Stefan Schmid, Chefredaktor St.Galler Tagblatt (Bild: Urs Bucher)

Stefan Schmid, Chefredaktor St.Galler Tagblatt (Bild: Urs Bucher)

Doch, und das muss nüchtern festgestellt werden, die Zeit für eine Ostschweizer Bundesrätin ist noch nicht reif. Die FDP als national verankerte Partei kann es sich kaum leisten, zwei Deutschschweizer in den Bundesrat zu entsenden. Mit grösster Wahrscheinlichkeit wird deshalb Burkhalters Sitz in der lateinischen Schweiz bleiben. Die Ostschweizer Freisinnigen kommen erst nach dem Rücktritt Schneider-Ammanns ernsthaft in die Kränze.

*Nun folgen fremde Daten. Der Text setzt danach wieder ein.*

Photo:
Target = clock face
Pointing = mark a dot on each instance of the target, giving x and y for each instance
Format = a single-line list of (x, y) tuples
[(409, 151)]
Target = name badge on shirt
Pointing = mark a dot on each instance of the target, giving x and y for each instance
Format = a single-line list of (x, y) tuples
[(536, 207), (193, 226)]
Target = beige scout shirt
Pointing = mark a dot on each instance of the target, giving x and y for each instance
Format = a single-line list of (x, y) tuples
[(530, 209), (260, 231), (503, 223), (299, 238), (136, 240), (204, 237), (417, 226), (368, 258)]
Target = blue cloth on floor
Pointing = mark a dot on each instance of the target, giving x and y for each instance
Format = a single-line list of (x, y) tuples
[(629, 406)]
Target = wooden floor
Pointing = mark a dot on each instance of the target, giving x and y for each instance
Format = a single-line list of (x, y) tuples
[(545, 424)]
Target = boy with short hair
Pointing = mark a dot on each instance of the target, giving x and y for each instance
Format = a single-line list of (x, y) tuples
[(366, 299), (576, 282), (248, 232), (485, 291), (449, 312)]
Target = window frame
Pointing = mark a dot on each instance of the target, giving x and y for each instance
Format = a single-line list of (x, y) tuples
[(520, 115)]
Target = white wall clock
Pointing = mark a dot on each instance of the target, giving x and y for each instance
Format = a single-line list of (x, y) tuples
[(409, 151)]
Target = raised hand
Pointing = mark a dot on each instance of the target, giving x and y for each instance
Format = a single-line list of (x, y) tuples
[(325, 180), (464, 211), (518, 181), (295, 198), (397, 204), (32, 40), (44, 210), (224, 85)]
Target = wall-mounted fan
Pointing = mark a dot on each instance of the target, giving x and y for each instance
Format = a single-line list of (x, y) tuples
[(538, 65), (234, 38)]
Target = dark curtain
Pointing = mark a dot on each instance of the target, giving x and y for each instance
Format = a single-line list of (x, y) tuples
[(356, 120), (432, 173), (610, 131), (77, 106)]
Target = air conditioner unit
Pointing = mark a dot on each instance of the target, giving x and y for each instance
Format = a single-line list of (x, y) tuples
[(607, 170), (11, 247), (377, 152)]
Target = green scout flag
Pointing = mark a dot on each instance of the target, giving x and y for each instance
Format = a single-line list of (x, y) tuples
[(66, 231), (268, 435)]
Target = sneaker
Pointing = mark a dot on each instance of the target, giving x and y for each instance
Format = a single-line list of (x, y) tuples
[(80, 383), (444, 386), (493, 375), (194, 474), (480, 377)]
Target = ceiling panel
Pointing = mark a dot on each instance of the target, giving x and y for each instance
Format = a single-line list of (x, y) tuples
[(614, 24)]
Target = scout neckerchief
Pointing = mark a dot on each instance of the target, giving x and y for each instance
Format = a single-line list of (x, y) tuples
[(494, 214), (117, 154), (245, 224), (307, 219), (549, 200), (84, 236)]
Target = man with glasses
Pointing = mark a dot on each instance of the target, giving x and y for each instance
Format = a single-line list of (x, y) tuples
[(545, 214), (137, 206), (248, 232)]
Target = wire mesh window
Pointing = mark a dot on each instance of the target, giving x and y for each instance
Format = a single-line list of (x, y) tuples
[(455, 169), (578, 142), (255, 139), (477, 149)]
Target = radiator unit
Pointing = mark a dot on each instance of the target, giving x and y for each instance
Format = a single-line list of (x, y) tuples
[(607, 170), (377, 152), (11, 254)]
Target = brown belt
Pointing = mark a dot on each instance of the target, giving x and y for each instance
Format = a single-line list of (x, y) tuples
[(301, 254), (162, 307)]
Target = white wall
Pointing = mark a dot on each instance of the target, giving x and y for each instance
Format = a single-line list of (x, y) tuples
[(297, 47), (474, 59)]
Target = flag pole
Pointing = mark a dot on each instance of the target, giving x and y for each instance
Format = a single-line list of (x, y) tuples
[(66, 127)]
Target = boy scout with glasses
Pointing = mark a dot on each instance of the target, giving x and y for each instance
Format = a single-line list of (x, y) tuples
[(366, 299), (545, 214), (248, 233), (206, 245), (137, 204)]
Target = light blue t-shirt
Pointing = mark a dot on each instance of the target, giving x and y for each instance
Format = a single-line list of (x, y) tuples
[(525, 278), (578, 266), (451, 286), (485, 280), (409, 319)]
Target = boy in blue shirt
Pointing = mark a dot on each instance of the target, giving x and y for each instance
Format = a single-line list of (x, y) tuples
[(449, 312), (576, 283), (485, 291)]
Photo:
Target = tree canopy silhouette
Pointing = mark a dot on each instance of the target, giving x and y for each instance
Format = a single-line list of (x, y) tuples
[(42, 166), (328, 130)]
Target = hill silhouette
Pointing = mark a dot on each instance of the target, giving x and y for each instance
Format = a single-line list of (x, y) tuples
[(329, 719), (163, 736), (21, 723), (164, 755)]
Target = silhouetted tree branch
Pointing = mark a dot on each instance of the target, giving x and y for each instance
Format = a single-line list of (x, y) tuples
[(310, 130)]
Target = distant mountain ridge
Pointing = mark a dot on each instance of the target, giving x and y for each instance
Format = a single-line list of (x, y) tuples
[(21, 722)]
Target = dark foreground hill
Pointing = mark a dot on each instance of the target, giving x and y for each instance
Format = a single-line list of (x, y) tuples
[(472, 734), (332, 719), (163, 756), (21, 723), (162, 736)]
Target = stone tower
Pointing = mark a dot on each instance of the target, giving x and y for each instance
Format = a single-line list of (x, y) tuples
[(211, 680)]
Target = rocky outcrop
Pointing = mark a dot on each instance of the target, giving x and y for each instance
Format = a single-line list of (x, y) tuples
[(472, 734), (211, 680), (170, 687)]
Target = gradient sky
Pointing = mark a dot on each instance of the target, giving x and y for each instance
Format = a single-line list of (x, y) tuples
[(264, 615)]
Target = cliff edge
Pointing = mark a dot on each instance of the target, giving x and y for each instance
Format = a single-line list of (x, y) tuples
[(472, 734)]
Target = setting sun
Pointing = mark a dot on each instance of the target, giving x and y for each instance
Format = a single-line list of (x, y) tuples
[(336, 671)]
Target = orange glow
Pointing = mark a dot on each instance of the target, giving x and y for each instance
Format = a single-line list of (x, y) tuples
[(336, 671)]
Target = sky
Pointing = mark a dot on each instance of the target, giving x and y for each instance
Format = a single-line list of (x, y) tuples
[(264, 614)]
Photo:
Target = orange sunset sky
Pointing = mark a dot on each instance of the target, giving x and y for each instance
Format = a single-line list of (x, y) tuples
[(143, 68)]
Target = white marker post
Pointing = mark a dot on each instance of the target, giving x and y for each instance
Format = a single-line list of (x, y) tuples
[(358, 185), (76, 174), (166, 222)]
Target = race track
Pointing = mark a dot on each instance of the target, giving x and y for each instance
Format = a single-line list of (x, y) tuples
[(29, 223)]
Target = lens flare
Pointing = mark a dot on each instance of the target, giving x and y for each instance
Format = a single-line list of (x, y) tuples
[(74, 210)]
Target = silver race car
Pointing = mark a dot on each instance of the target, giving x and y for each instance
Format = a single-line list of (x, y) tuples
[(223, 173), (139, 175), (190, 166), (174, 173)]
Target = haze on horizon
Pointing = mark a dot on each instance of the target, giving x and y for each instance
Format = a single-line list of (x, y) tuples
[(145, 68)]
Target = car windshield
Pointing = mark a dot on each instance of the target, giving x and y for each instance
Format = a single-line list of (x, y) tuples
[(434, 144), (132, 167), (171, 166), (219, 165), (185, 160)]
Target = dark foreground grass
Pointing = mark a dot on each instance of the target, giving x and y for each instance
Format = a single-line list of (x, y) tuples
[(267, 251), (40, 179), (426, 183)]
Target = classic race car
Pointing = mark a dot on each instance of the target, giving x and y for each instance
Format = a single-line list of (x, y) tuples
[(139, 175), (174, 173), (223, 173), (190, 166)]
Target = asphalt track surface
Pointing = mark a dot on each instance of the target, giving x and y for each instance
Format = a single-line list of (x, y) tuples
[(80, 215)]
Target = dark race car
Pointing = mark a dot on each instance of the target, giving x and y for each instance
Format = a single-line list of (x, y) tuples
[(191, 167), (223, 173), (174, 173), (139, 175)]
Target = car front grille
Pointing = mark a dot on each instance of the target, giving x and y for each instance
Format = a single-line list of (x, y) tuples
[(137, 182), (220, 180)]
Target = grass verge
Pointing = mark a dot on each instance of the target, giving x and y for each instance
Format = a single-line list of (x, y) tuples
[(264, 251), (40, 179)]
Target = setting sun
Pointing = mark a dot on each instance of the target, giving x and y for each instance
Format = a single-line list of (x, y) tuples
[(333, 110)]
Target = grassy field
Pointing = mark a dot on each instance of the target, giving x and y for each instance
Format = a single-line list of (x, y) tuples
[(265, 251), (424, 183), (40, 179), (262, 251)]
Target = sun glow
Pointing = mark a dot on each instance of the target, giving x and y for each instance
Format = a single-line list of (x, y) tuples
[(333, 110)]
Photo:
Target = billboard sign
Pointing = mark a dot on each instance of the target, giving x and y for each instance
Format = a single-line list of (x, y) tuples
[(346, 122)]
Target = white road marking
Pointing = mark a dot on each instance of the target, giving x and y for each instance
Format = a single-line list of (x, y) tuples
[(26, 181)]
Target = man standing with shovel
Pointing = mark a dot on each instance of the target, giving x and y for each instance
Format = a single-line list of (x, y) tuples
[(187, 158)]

Unabhängig der regionalpolitischen Komponente: Das Parlament sollte aufhören mit der Unsitte, blasse Figuren zu wählen. Die Weltpolitik ist turbulenter, unberechenbarer geworden. Einige Staaten treten rücksichtsloser auf. In dieser Gemengelage hat die Bundesversammlung die Pflicht, führungsstarke Köpfe in die Regierung zu schicken.